I had to realize not all men were jerks. It was easy to believe that all men are liars and cheats when I got cheated on. What made it worse was that I’d heard many stories of friends being betrayed and I’d read lots of cheating studies, like how up to 60 percent of men will cheat on their partners. Ugh. But I couldn’t fall into the trap of thinking all men were going to hurt me. After all, when men moaned to me about how all women were gold diggers or high-maintenance, I’d remind them that there were plenty who weren’t — including me. So how could I expect that all men were going to be jerks just because one had been? It was illogical and unfair.
I used the experience to wisen up. Instead of becoming bitter, I focused on what I could learn from the experience, like how to spot signs that someone is cheating. I realized I could arm myself with those lessons to make me stronger and wiser. This guarded me against possible future hurt and allowed me to trust again without feeling like I was a target of an attack because I was on my guard.
I wanted to be a lover, not a hater. I didn’t want to be someone who changed in a negative way after bad experiences. I wanted to believe in the goodness of people and the greatness of love. This was so much more liberating than being stuck on my trust issues.
I chose happiness. I had to let go of my trust issues if I was going to be happy again because I was allowing them to cause problems in my new relationships. I was always expecting to get hurt, which sucked because it just made me miserable. I was cheating myself out of possibilities of happiness and I didn’t want to do that. I wanted to be happy and my ex wouldn’t take that away from me.
I focused on my relationship goals. I had relationship goals I wanted to achieve, such as finding a great love with someone loyal and honest. But I had to give people the chance to prove that they were trustworthy if I wanted to achieve that. That was the risk I was willing to take to get what I wanted because the prize — a happy, satisfying relationship — was worth it.
I wouldn’t trust easily, just smarter. When my heart got smashed by my ex, I thought trusting other people would be stupid because it would somehow make me vulnerable. But then I realized it was all about how I trusted. I wouldn’t be handing out my trust. Only a few people deserved it and I would be more selective of who they were.
I knew it would be better to try. I knew that trusting people would be difficult and scary, but the alternative was never to trust anyone, and that was stupid. I wanted to have the experiences that helped me grow and I wanted a shot at happiness. I couldn’t control what people did to me, but I would rather be hurt than keep my heart locked up behind glass. That would be so much worse.
I raised my standards. Getting cheating on made me see that the type of guy my ex was was not what I wanted. It was a tough lesson but it helped me raise my standards so I could focus on choosing someone who was more my type. Someone who would be honest and upfront, someone who was loyal. This put me in a more empowered position and decreased my chances of being hurt again.
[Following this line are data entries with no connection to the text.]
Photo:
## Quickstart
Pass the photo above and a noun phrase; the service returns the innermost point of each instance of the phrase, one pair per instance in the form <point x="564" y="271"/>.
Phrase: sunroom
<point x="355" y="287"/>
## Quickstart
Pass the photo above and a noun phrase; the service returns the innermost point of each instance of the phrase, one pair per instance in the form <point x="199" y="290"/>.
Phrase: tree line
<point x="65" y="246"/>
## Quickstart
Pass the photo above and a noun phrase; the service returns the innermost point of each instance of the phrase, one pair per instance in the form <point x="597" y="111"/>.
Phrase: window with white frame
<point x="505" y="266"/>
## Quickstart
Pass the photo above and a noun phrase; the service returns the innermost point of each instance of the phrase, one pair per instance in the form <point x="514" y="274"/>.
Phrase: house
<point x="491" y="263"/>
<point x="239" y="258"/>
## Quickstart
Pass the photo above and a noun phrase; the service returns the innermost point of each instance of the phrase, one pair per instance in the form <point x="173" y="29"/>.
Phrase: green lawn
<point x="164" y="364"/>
I started trusting myself. The cheater broke my trust, but he wouldn’t break me. I learned the importance of trusting myself, more than any other person. I had to trust my inner voice that had been shouting at me for months to notice the signs that I was getting played. If I could trust myself and that I would GTFO if a relationship wasn’t right for me, then no one would be able to hurt me. I would be able to deal with anything guys threw at me because I’d be looking out for me whole-heartedly. Nothing could break me if I loved and valued myself. Hell yeah.